Has it dawned on you that there is now a way for organisations to watch your every move and to know your interest?
11:49 31 October 2017
And it involves not just CCTV systems installed in almost every part of the country but also your phone and the way you connect to the Internet.
Dr. Joss Wright, of the Oxford Internet Institute, said: “In terms of surveillance of your communications, then there’s all sorts of information: which websites you’ve been visiting, who you’ve been phoning - that kind of thing. That [data] is not so much in the physical realm, but there is increasing crossover: the signals - or ‘track-ability’ - of devices by [way of] the fact that they are broadcasting data and connecting to information.
“Your mobile phone, because it connects from cell tower to cell tower, can be localised to within a couple of miles based just on when your mobile phone was connected to a particular tower. Then there are Wi-Fi connections. Your phone is constantly spewing out ‘seeking packets’, to see what Wi-Fi networks might be available… Your phone tends to send out the names of networks that you’ve connected to before, to see if they’re around.
"So, if your phone is connected to [your home network] it also tends to be broadcasting the name of that network as you’re walking around, and obviously that can be traced. [And] if your device’s Bluetooth is on, it will often be sending out pings looking for local devices around.
“Where this could go looking forward, obviously a shopping centre or an advertiser is going to be very interested to know who is seeing their adverts,” Wright continues.

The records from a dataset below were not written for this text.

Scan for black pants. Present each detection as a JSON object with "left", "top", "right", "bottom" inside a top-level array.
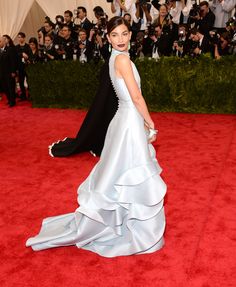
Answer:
[
  {"left": 19, "top": 65, "right": 26, "bottom": 99},
  {"left": 0, "top": 74, "right": 16, "bottom": 105}
]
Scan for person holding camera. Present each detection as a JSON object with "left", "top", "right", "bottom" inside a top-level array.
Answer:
[
  {"left": 131, "top": 0, "right": 152, "bottom": 39},
  {"left": 77, "top": 6, "right": 93, "bottom": 36},
  {"left": 39, "top": 35, "right": 58, "bottom": 62},
  {"left": 214, "top": 32, "right": 231, "bottom": 59},
  {"left": 210, "top": 0, "right": 236, "bottom": 33},
  {"left": 64, "top": 10, "right": 78, "bottom": 40},
  {"left": 16, "top": 32, "right": 31, "bottom": 101},
  {"left": 110, "top": 0, "right": 134, "bottom": 17},
  {"left": 193, "top": 1, "right": 216, "bottom": 37},
  {"left": 74, "top": 29, "right": 93, "bottom": 63},
  {"left": 0, "top": 35, "right": 17, "bottom": 107},
  {"left": 172, "top": 24, "right": 190, "bottom": 57},
  {"left": 27, "top": 37, "right": 40, "bottom": 64},
  {"left": 190, "top": 28, "right": 212, "bottom": 57},
  {"left": 54, "top": 24, "right": 76, "bottom": 60}
]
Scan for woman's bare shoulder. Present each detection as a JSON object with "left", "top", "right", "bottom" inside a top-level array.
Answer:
[{"left": 115, "top": 54, "right": 131, "bottom": 68}]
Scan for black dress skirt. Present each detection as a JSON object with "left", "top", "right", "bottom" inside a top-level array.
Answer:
[{"left": 49, "top": 61, "right": 118, "bottom": 157}]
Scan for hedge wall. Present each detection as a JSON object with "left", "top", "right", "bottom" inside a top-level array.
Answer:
[{"left": 27, "top": 56, "right": 236, "bottom": 113}]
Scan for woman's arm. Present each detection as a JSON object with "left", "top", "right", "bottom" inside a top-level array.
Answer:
[{"left": 115, "top": 55, "right": 154, "bottom": 129}]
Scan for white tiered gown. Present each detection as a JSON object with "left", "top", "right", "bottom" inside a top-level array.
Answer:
[{"left": 26, "top": 50, "right": 166, "bottom": 257}]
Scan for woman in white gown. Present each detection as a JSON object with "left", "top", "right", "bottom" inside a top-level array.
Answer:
[{"left": 26, "top": 17, "right": 166, "bottom": 257}]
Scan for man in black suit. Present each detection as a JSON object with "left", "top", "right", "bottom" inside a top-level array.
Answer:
[
  {"left": 191, "top": 1, "right": 215, "bottom": 37},
  {"left": 190, "top": 28, "right": 212, "bottom": 56},
  {"left": 16, "top": 32, "right": 31, "bottom": 101},
  {"left": 0, "top": 37, "right": 17, "bottom": 107},
  {"left": 78, "top": 29, "right": 93, "bottom": 62},
  {"left": 77, "top": 6, "right": 93, "bottom": 36}
]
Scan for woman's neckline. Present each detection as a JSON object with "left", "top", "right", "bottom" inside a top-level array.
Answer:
[{"left": 112, "top": 48, "right": 129, "bottom": 56}]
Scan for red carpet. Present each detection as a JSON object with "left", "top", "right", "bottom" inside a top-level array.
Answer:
[{"left": 0, "top": 99, "right": 236, "bottom": 287}]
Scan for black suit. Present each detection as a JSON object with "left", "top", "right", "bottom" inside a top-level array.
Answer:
[
  {"left": 199, "top": 36, "right": 212, "bottom": 54},
  {"left": 16, "top": 44, "right": 31, "bottom": 99},
  {"left": 0, "top": 46, "right": 17, "bottom": 106},
  {"left": 81, "top": 18, "right": 93, "bottom": 36}
]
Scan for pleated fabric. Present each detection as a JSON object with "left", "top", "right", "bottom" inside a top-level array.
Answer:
[{"left": 26, "top": 50, "right": 166, "bottom": 257}]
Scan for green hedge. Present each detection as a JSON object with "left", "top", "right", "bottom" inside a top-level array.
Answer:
[{"left": 27, "top": 56, "right": 236, "bottom": 113}]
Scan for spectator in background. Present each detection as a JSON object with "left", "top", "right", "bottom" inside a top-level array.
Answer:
[
  {"left": 39, "top": 35, "right": 58, "bottom": 62},
  {"left": 195, "top": 1, "right": 215, "bottom": 37},
  {"left": 54, "top": 15, "right": 64, "bottom": 35},
  {"left": 123, "top": 13, "right": 132, "bottom": 26},
  {"left": 27, "top": 37, "right": 40, "bottom": 64},
  {"left": 210, "top": 0, "right": 236, "bottom": 33},
  {"left": 64, "top": 10, "right": 78, "bottom": 40},
  {"left": 77, "top": 6, "right": 93, "bottom": 36},
  {"left": 190, "top": 28, "right": 212, "bottom": 57},
  {"left": 0, "top": 35, "right": 17, "bottom": 107},
  {"left": 172, "top": 24, "right": 191, "bottom": 57},
  {"left": 16, "top": 32, "right": 31, "bottom": 101},
  {"left": 111, "top": 0, "right": 134, "bottom": 17},
  {"left": 214, "top": 32, "right": 231, "bottom": 59},
  {"left": 77, "top": 29, "right": 93, "bottom": 63},
  {"left": 54, "top": 24, "right": 76, "bottom": 60},
  {"left": 131, "top": 0, "right": 152, "bottom": 41}
]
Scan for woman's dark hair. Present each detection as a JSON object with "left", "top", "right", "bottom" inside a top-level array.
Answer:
[
  {"left": 3, "top": 35, "right": 15, "bottom": 47},
  {"left": 107, "top": 16, "right": 130, "bottom": 35}
]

“[Say] you walked past a [billboard]. Did you pause for a couple of seconds to look at the advert that was being displayed? If so, they can infer that you had some interest in that advert, and then potentially that… could feed into a profile about you. The next step up [could be]: if your phone is detected passing an advertising board, perhaps they might display an advert that was of interest to you as you walk past. This is where it could go on the corporate side.”
Businesses claim that the data they gather are used to “serve us better.” But where to we draw the line? When does public surveillance become dangerously invasive?